Combater «a margem de erro», sensibilizar os idosos para a importância de uma alimentação equilibrada, ter planos adaptados foi, não só o objetivo do estudo como este como também a razão pela qual Margarida Pires considera importante ter uma nutricionista a trabalhar no CASSAC. O estudo que Matilde Silva fez é o reflexo do que procura fazer todos os dias na instituição, «avaliar e perceber as necessidades dos utentes», porque as realidades dos utentes vão mudando e é preciso «ir adaptando os planos alimentares» ao novos contextos. Mas com base no exemplo do estudo que fez, como definiu as estratégias a adotar na alimentação dos utentes? «Com os resultados obtivemos então o score, os utentes que tiveram os maiores scores foram os primeiros onde interviemos, nomeadamente os utentes acamados, fazendo planos personalizados», recorda. A partir desse momento têm vindo a ser feitas avaliações e adaptações conforme necessário, nomeadamente algumas mais genéricas: «A diminuição de sal na cozinha, o aumento do consumo de legumes e hortícolas». «Ultimamente até tenho usado cores nos planos para facilitar na cozinha, também temos esse papel, ajudar a que tudo corra bem na cozinha, porque temos de fazer a gestão de várias dietas e garantir que são cumpridas. A forma como empratamos e comunicamos com o utente também vai ser muito importante para a sua fase de gestão de refeição», salienta Matilde Silva.

«Acho que o estudo foi muito importante até porque a nível científico foi reconhecido.
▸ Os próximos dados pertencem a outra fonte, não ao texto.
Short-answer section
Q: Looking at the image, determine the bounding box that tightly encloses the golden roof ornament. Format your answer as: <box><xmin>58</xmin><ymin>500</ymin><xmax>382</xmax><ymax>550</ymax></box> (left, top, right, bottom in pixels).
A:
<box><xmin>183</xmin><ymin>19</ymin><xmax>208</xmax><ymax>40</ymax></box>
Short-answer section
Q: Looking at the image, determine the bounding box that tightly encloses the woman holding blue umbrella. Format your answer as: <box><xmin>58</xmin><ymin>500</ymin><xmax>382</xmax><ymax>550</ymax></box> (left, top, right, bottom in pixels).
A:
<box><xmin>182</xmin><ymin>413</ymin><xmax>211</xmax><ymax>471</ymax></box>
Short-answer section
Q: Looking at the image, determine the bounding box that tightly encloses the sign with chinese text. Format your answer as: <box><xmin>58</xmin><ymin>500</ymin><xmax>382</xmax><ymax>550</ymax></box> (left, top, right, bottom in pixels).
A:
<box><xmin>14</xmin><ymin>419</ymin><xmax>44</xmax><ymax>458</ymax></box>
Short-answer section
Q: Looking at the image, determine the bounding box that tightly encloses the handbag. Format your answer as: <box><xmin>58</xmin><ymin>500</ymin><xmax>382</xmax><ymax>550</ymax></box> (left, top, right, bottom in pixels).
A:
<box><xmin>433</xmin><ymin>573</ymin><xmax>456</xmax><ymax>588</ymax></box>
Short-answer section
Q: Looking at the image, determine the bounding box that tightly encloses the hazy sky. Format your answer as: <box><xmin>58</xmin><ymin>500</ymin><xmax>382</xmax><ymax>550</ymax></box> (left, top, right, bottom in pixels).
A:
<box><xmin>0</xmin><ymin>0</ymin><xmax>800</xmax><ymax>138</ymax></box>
Foi um reconhecimento da Matilde e nosso também porque aceitámos fazer o trabalho, para podermos definir por onde vamos, o que podemos fazer melhor, onde é que precisamos intervir da educação para a saúde, para a nutrição», refere a diretora técnica.
Margarida Pires considera que a nutricionista é uma mais-valia na instituição a vários níveis: «Permitem garantir a segurança e qualidade alimentar»; «ter a consciência de que o CASSAC tem uma ementa que cumpre todos os requisitos, porque existem normativos na elaboração de uma ementa»; «permite ter uma equipa multidisplinar em cada área para dar o seu contributo e no fundo melhorar o serviço no geral», salienta. «Se eu posso prestar mais e melhor serviço aos utentes, se posso ter fichas técnicas adequadas que a cozinheira pode solicitar sempre que tenha uma dúvida, que eu posso enviar para o utente para poder verificar o que está a comer, quais a calorias, claro que o farei», acrescenta.

Tanto a nutricionista como a diretora técnica acreditam que o futuro passa cada vez mais «por antecipar problemas através da alimentação que é a base de tudo». «Ainda existem muitos mitos associados à alimentação, nomeadamente o não existirem refeições entre as refeições principais e a Matilde iniciou esse trabalho, de explicar os benefícios deste tipo de coisas», explica Margarida Pires. «Agora não teremos muitos, mas tínhamos utentes, sobretudo na fase de admissão que não comiam sopa, ou comiam mas comiam sopa com carne e era o único prato que faziam. Os utentes perceberem que têm uma sopa, têm o segundo com uma composição adequada e depois têm a fruta, tudo isso não era para eles a prática habitual», frisa. «Acho que o resultado tem sido muito positivo, seja para os utentes como internamente para a instituição mas é um trabalho que nunca acaba. Hoje um plano é adequado, amanhã se o utente tem um problema de saúde já não permite que o plano seja desta forma, mas a ideia é continuar sempre a fazer este caminho», conclui Margarida Pires.